Global REIT expert explains why North America led the way in 2021, and which subsectors can best benefit inflation preppers
If ever there was a year to show investors just how resilient commercial real estate can be as an asset class, 2021 would be a very good contender.
In its latest 2022 Global REIT Outlook report, Hazelview Investments noted that global REITs managed to advance 24.7% for 2021 through December 6, recovering handily from the battering they had suffered amid lockdowns in 2020. The REIT-opening was led by the Canadian and North American markets, which rose by some 35% and 30%, respectively, much higher than Europe and Asia.
“I think it had a lot to do with the pace of the reopening of their economies,” says Corrado Russo, head of Global Public Real Estate Investments at Hazelview. At the beginning of the year, the U.S. led the way in terms of vaccinations; Canada was a few months behind, but the take-up rate was much faster, so it was able to catch up.
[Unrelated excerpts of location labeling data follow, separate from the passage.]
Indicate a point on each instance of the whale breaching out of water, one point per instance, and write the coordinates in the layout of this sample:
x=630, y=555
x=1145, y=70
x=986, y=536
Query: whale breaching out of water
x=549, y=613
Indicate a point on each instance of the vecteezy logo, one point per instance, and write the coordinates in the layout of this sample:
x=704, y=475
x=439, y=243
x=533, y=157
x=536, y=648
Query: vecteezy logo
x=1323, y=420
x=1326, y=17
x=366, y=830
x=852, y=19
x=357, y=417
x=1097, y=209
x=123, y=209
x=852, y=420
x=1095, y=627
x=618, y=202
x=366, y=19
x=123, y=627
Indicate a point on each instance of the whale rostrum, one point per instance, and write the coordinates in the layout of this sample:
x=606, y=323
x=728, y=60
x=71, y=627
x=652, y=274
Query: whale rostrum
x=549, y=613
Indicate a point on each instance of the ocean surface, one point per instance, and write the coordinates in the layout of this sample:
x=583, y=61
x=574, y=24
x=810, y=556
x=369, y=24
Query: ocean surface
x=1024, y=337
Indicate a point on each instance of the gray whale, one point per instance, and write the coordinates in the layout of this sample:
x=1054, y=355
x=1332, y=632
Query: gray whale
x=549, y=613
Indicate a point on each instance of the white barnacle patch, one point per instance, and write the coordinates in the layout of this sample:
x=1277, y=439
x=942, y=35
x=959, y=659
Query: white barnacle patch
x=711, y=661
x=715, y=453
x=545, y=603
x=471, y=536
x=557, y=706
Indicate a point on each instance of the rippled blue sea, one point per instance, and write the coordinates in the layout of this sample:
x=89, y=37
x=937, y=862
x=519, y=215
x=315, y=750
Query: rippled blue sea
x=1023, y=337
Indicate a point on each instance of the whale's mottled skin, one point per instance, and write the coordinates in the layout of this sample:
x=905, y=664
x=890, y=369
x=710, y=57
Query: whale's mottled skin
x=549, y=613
That restored mobility in North America sooner, which released pent-up demand for things that were taken away from us during COVID.”
Consumers were able to effectively unleash that demand largely because of the fiscal and monetary stimulus governments extended to individuals and businesses. But while economic supports were extended across the world, the relatively quick shift toward a “living with COVID” mentality in North America made it a bright spot.
“We very quickly got to asking ‘How do we get on with our lives and adopt a balance between addressing COVID, but also getting the economy going?’” Russo said. “That’s compared to what we saw in Asia, and to a certain degree Europe as well, where they expressed a zero-COVID mentality by imposing lockdowns and hard restrictions until cases get to zero and stay at zero.”
REITs have also been getting a lift from investors searching for tools against surging inflation. As Russo explained, the real estate segments that offer the best inflation benefit tend to be the ones with shorter lease durations, which allow property owners to mark rents to market more quickly as their contracts roll over. The ability to pass higher costs on to tenants through pricing power, as well as disequilibrium between supply and demand for real estate assets, are also key.
One area that ticks all those boxes has been industrial real estate where property owners have seen a substantial surge in pricing power. With the gale-force intensity tailwinds currently supporting e-commerce demand, Russo says the competition for commercial storage properties is getting very ugly, very quickly.
“You have demand for just-in-time delivery and the last-mile demands to get product to customers as quickly as possible. At the same time, online merchants have specific needs in terms of floor loads, ceiling heights, and turning radius,” he says. “Industrial product is becoming obsolete just as demand is surging, and we're seeing rents go up because of that.”
The multifamily residential has also been strong. In Canada, robust demand is clashing with short-duration leases, where a new tenant starts with a one-year contract then goes month-to-month. The U.S., meanwhile, is seeing a lot of individuals heading back to the urban downtowns of New York, San Francisco, L.A., and the like, which is reinflating demand and pushing down vacancy rates.
“In Canada as well, I think we’ll continue to see higher demand for multi-family and apartments,” Russo says. “A big part of the government’s growth plan to get us out of the COVID deficit we’ve built is to increase immigration, which raises the outlook for housing demand in major cities.”
Looking at recent inflation reads, the ability for existing asset values to go up along with replacement costs, and property owners’ ability to pass along costs to tenants, Russo says the fundamentals for commercial real estate are positive and appear healthy enough to carry into 2022. Those conditions set the stage for steady earnings growth and, consequently, appreciation in prices of stocks. Growth in earnings can also help REITs outperform in rising-rate environments – but there’s an asterisk to that.
“The biggest thing to keep an eye on, frankly, is what’s going to be central banks’ and governments’ reaction to inflation,” Russo says. “Monetary and fiscal stimulus is going to come off at some point, and I don't think that should surprise the market or anyone. But if you pull the rug out from under the economy, you could destabilize things the economy could take a step back.”
Central bankers have projected confidence by asserting that inflation is temporary, though recent CPI prints from both sides of the 49th parallel suggest that the rising price of everything is here to stay. That means policymakers now have the unenviable task of easing back on stimulus to avoid economic overheating, but not so much that it causes the engine to stall.
Already, central banks are signalling a hawkish turn as they drop hints on how they intend to taper their bond purchases and hike interest rates. For many hard-hit consumers, investors, and business owners, that withdrawal of support will be akin to rubbing salt in a still-fresh wound. But from a broader, more bullish perspective, it shouldn’t be a cause for concern.
“If you want take the view that COVID restrictions artificially removed demand from the economy, fiscal and monetary stimulus were put in place to keep things relatively in check,” Russo says. “It makes sense that as the economy improves and natural demand comes back, you’d take off the artificial demand.”